I’m at an Inn in Vermont trying to think of something to write. I’m up here with my fraternity friends. I’m sitting in my room while they’re putting their children to bed. It’s not an easy task and I respect that they have to do it every night.
I remember having to go to bed as a kid. I resented it because, like all children going to bed at a reasonable time, I wasn’t tired. I wanted to stay up because clearly something incredibly cool was about to happen and I was going to miss it.
My parents didn’t entertain much when I was a kid but I do remember one party being held at our house that went on until adult hours. I had to go to bed but I remember the muffled adult voices downstairs. I had no idea what they were talking about but it must have been amazing adult things. I kept sneaking out of my room to sit at the top of the stairs to watch and listen. My mother kept catching me and putting me back to bed.
Now I’m the adult at that party.

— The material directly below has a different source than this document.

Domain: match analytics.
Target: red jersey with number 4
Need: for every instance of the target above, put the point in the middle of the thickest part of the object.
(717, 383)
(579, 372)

I’m the muffled voice rising through the floorboards to children who should be asleep.
I remember going to Lake Harmony in the Poconos for my annual summer trip with my cousins. I always wanted to stay up late then. All five of us did. It was the one time a year that I had family my age around. My great aunt Nena did something when it was time for bed that always confounded me as a kid. She always used to say, “I think it’s time for Lily White’s Party.”
It was an old expression I assume meant going to sleep on white sheets. But it had the word “party” in it and that always gave me this false sense of hope. “Okay, wait, I know it’s bed time. We have to go to bed. And I’m pretty sure that’s an expression. But, still, she said ‘party.’ You all heard her. So, I’m thinking – hear me out here – that there’s a slight chance we’re having a party.”
There was never a party. God I hated that expression.